長きに渡った補修工事が昨日で終了となった。
別れ際、若い職人のうちの一人が言った。
また、よろしくお願いします。
また?
家内がその言葉尻を捉えると、彼は言った。
15年後にまた。
家には手入れが必要で、まだまだ入り用が続く。
わたしはそう悟った。
まあそのときまで頑張って働こう。
彼らを見送り、わたしたちは夙川へと移動した。
今年の桜も見納めである。
ああ、名残り惜しい。
選んだ和食屋が大当たりだった。
料理が美味しいと家内は上機嫌になって、一緒に過ごす楽しさが倍加する。
両岸に並ぶ桜を眺めながら川沿いを進み、わたしは15年という歳月について考えた。
桜の苗木が育って見栄えするまでには15年かかる。
そんな話を持ち出したところで実感など湧かない。
やはり時間の指標となるのは子どもたちだろう。
彼らがいなければ長短どんな月日も何もないトンネルを走り続けるようなものである。
15年前と言えばちょうど息子たちを芦屋ラグビーに通わせ始めた頃になる。
そろそろ塾もはじまって、だんだんお金がかかっていく時期で、仕事は忙しくまあ大変だったが充実の日々だった。
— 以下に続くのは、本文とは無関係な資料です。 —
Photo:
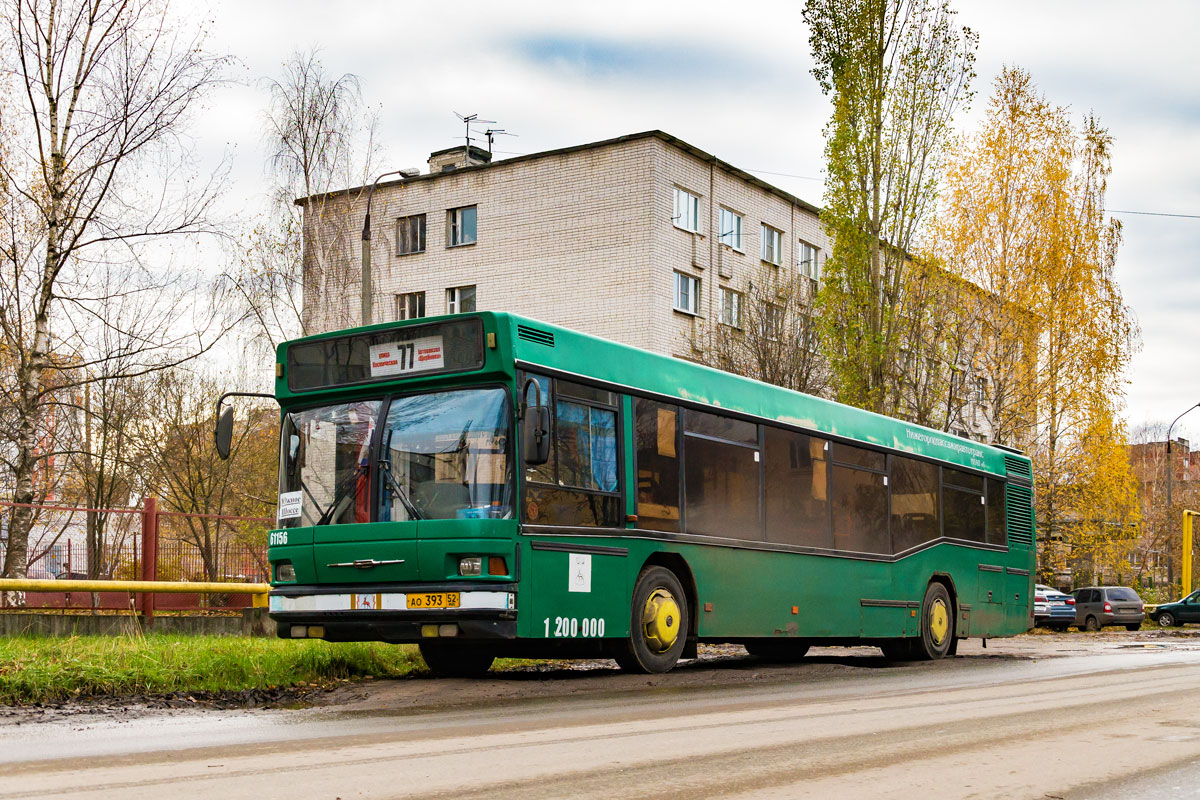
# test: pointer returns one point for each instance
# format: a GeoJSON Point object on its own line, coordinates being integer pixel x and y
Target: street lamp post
{"type": "Point", "coordinates": [367, 313]}
{"type": "Point", "coordinates": [1170, 465]}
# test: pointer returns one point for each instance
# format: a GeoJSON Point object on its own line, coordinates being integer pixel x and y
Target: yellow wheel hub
{"type": "Point", "coordinates": [660, 620]}
{"type": "Point", "coordinates": [939, 621]}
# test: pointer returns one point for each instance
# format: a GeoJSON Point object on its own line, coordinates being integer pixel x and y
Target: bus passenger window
{"type": "Point", "coordinates": [658, 464]}
{"type": "Point", "coordinates": [577, 485]}
{"type": "Point", "coordinates": [916, 516]}
{"type": "Point", "coordinates": [586, 438]}
{"type": "Point", "coordinates": [721, 482]}
{"type": "Point", "coordinates": [964, 513]}
{"type": "Point", "coordinates": [797, 489]}
{"type": "Point", "coordinates": [859, 511]}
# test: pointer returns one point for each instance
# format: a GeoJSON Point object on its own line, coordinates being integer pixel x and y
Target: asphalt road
{"type": "Point", "coordinates": [1066, 717]}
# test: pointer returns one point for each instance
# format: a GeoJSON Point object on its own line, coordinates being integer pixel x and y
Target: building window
{"type": "Point", "coordinates": [687, 293]}
{"type": "Point", "coordinates": [731, 307]}
{"type": "Point", "coordinates": [809, 260]}
{"type": "Point", "coordinates": [461, 227]}
{"type": "Point", "coordinates": [772, 322]}
{"type": "Point", "coordinates": [687, 211]}
{"type": "Point", "coordinates": [411, 306]}
{"type": "Point", "coordinates": [411, 235]}
{"type": "Point", "coordinates": [731, 229]}
{"type": "Point", "coordinates": [461, 300]}
{"type": "Point", "coordinates": [772, 245]}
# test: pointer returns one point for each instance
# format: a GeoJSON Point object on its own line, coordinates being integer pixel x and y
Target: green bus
{"type": "Point", "coordinates": [487, 485]}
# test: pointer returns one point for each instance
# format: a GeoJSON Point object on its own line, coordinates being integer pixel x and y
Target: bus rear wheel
{"type": "Point", "coordinates": [456, 659]}
{"type": "Point", "coordinates": [936, 625]}
{"type": "Point", "coordinates": [658, 626]}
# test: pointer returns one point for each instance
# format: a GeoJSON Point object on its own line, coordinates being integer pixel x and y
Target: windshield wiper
{"type": "Point", "coordinates": [399, 491]}
{"type": "Point", "coordinates": [341, 494]}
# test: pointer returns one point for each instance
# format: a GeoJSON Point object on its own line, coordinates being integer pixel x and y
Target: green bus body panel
{"type": "Point", "coordinates": [750, 593]}
{"type": "Point", "coordinates": [653, 373]}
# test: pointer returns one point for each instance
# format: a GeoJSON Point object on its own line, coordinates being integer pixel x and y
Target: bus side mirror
{"type": "Point", "coordinates": [223, 433]}
{"type": "Point", "coordinates": [535, 434]}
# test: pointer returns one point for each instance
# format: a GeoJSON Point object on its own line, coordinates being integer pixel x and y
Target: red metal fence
{"type": "Point", "coordinates": [142, 545]}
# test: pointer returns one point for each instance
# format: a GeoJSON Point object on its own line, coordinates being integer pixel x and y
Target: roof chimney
{"type": "Point", "coordinates": [444, 161]}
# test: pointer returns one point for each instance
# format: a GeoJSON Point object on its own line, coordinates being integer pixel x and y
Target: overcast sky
{"type": "Point", "coordinates": [733, 79]}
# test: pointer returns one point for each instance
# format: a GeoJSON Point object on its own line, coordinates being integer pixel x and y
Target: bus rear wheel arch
{"type": "Point", "coordinates": [937, 632]}
{"type": "Point", "coordinates": [659, 623]}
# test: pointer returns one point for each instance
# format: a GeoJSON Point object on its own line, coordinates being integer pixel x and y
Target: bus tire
{"type": "Point", "coordinates": [455, 660]}
{"type": "Point", "coordinates": [658, 625]}
{"type": "Point", "coordinates": [778, 650]}
{"type": "Point", "coordinates": [936, 624]}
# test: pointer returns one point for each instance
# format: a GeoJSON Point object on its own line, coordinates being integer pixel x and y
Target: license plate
{"type": "Point", "coordinates": [435, 600]}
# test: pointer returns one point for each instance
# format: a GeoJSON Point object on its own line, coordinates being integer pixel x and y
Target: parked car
{"type": "Point", "coordinates": [1053, 608]}
{"type": "Point", "coordinates": [1099, 606]}
{"type": "Point", "coordinates": [1180, 612]}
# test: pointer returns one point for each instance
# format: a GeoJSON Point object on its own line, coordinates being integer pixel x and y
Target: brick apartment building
{"type": "Point", "coordinates": [634, 239]}
{"type": "Point", "coordinates": [643, 239]}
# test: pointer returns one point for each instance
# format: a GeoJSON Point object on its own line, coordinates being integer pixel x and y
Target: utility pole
{"type": "Point", "coordinates": [1170, 473]}
{"type": "Point", "coordinates": [367, 298]}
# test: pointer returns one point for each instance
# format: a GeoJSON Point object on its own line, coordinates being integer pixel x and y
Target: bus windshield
{"type": "Point", "coordinates": [444, 456]}
{"type": "Point", "coordinates": [447, 456]}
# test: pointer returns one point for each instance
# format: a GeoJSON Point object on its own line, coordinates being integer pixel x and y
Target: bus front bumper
{"type": "Point", "coordinates": [382, 613]}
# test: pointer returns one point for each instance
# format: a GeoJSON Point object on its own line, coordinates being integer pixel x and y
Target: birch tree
{"type": "Point", "coordinates": [1024, 218]}
{"type": "Point", "coordinates": [101, 94]}
{"type": "Point", "coordinates": [897, 72]}
{"type": "Point", "coordinates": [319, 137]}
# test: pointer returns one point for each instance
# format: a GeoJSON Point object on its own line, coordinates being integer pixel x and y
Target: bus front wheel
{"type": "Point", "coordinates": [658, 626]}
{"type": "Point", "coordinates": [936, 624]}
{"type": "Point", "coordinates": [456, 660]}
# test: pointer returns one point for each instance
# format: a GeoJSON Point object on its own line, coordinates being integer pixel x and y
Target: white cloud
{"type": "Point", "coordinates": [732, 78]}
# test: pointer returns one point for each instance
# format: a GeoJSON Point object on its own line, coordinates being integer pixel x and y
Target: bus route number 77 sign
{"type": "Point", "coordinates": [402, 358]}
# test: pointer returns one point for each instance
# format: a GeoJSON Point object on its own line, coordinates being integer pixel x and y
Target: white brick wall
{"type": "Point", "coordinates": [582, 239]}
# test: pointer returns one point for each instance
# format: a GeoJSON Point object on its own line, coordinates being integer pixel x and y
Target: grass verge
{"type": "Point", "coordinates": [48, 669]}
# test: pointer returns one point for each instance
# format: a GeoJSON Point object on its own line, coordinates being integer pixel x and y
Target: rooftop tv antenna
{"type": "Point", "coordinates": [467, 120]}
{"type": "Point", "coordinates": [491, 133]}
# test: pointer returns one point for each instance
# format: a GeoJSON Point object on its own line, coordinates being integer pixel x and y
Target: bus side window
{"type": "Point", "coordinates": [797, 488]}
{"type": "Point", "coordinates": [963, 505]}
{"type": "Point", "coordinates": [916, 507]}
{"type": "Point", "coordinates": [657, 434]}
{"type": "Point", "coordinates": [723, 476]}
{"type": "Point", "coordinates": [577, 485]}
{"type": "Point", "coordinates": [859, 500]}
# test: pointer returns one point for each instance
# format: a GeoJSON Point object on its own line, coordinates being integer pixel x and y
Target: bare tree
{"type": "Point", "coordinates": [96, 173]}
{"type": "Point", "coordinates": [192, 479]}
{"type": "Point", "coordinates": [321, 140]}
{"type": "Point", "coordinates": [767, 332]}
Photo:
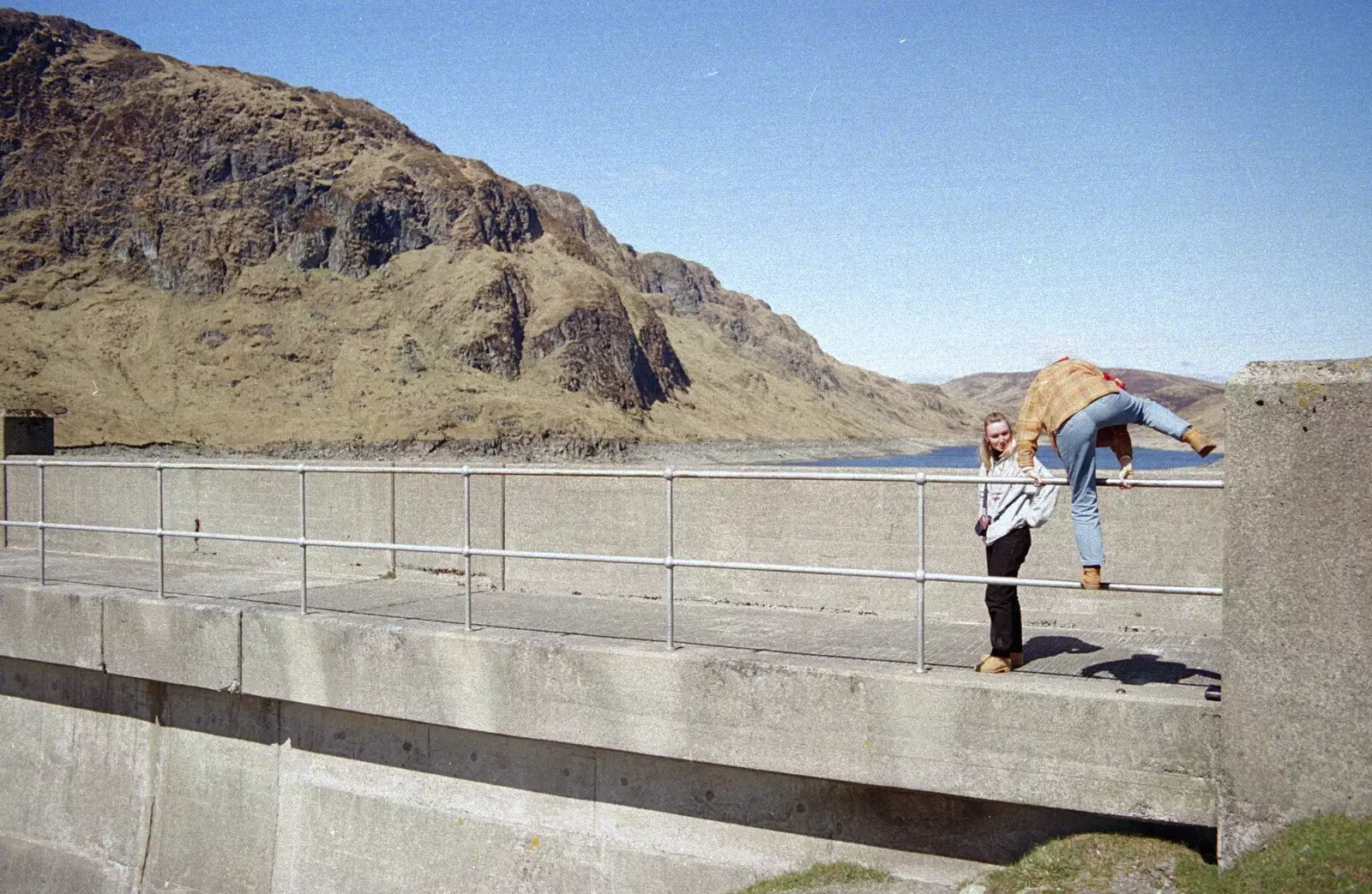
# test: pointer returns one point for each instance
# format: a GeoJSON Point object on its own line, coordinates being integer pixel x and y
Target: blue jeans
{"type": "Point", "coordinates": [1077, 447]}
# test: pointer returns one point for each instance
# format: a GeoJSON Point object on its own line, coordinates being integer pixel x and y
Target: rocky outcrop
{"type": "Point", "coordinates": [206, 255]}
{"type": "Point", "coordinates": [187, 174]}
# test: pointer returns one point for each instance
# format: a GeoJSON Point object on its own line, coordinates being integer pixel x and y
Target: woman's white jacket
{"type": "Point", "coordinates": [1012, 507]}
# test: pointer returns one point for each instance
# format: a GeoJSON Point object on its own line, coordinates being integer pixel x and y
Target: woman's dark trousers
{"type": "Point", "coordinates": [1003, 560]}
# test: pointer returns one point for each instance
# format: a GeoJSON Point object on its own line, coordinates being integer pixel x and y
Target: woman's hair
{"type": "Point", "coordinates": [988, 455]}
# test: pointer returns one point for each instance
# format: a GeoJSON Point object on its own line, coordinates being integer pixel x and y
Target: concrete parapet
{"type": "Point", "coordinates": [114, 784]}
{"type": "Point", "coordinates": [1297, 726]}
{"type": "Point", "coordinates": [191, 642]}
{"type": "Point", "coordinates": [1152, 537]}
{"type": "Point", "coordinates": [59, 626]}
{"type": "Point", "coordinates": [374, 507]}
{"type": "Point", "coordinates": [1072, 745]}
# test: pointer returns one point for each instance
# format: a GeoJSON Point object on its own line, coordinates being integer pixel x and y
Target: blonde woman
{"type": "Point", "coordinates": [1008, 513]}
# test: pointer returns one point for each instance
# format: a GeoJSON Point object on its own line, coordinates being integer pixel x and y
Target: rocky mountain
{"type": "Point", "coordinates": [201, 255]}
{"type": "Point", "coordinates": [1195, 399]}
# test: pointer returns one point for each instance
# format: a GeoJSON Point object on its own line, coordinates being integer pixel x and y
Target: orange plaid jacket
{"type": "Point", "coordinates": [1056, 393]}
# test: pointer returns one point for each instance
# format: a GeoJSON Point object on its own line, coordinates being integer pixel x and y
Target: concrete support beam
{"type": "Point", "coordinates": [1297, 727]}
{"type": "Point", "coordinates": [1077, 745]}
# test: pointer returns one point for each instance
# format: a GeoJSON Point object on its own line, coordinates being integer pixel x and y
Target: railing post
{"type": "Point", "coordinates": [919, 580]}
{"type": "Point", "coordinates": [670, 562]}
{"type": "Point", "coordinates": [466, 541]}
{"type": "Point", "coordinates": [162, 541]}
{"type": "Point", "coordinates": [43, 523]}
{"type": "Point", "coordinates": [305, 557]}
{"type": "Point", "coordinates": [391, 476]}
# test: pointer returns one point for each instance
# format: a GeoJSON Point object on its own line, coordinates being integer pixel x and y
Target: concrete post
{"type": "Point", "coordinates": [1297, 720]}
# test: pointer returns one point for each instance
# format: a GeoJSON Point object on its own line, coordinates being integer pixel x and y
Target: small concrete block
{"type": "Point", "coordinates": [50, 624]}
{"type": "Point", "coordinates": [173, 640]}
{"type": "Point", "coordinates": [27, 434]}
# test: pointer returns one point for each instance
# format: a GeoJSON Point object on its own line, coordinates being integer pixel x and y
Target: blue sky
{"type": "Point", "coordinates": [930, 188]}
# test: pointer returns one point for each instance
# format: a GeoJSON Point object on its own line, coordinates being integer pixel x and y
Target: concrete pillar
{"type": "Point", "coordinates": [1297, 716]}
{"type": "Point", "coordinates": [22, 432]}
あの頃、子どもたちの成長を追いかけるようにわたしたちもがむしゃら必死に生きていた。
なんてボリュームたっぷり、盛りだくさんな15年だったことだろう。
過去を一通り振り返ってから、そして前を向いた。
この先は?
15年前、わたしは40歳だった。
15年後、上の息子が40歳になる。
川の踏み石を伝って対岸へと渡ると、桜並木の向こう、阪急電車がゆっくりと枕木を踏みしめ進む姿が目に映った。
車窓の灯りが川面に映って柔らかな光の帯を描き、等間隔に響く走行音が耳に心地いい。
一周回る。
ふと、そんな感覚を覚えた。
彼らがちびっ子だった頃の思い出が次々と浮かぶ。
声や季節ごとのにおいや光、足音などが家にしみ込んでいる。
今度は孫たちが彼らに取って代わることになる。
未来へと橋をかける。
単なる家の補修であってさえ、そうした願いのこもった行為なのだと思えば、「またよろしく」と発するべきはむしろわたしたちの方だったのかもしれない。
桜咲き誇る夜空のもと、今更ながらそんなことに気がついた。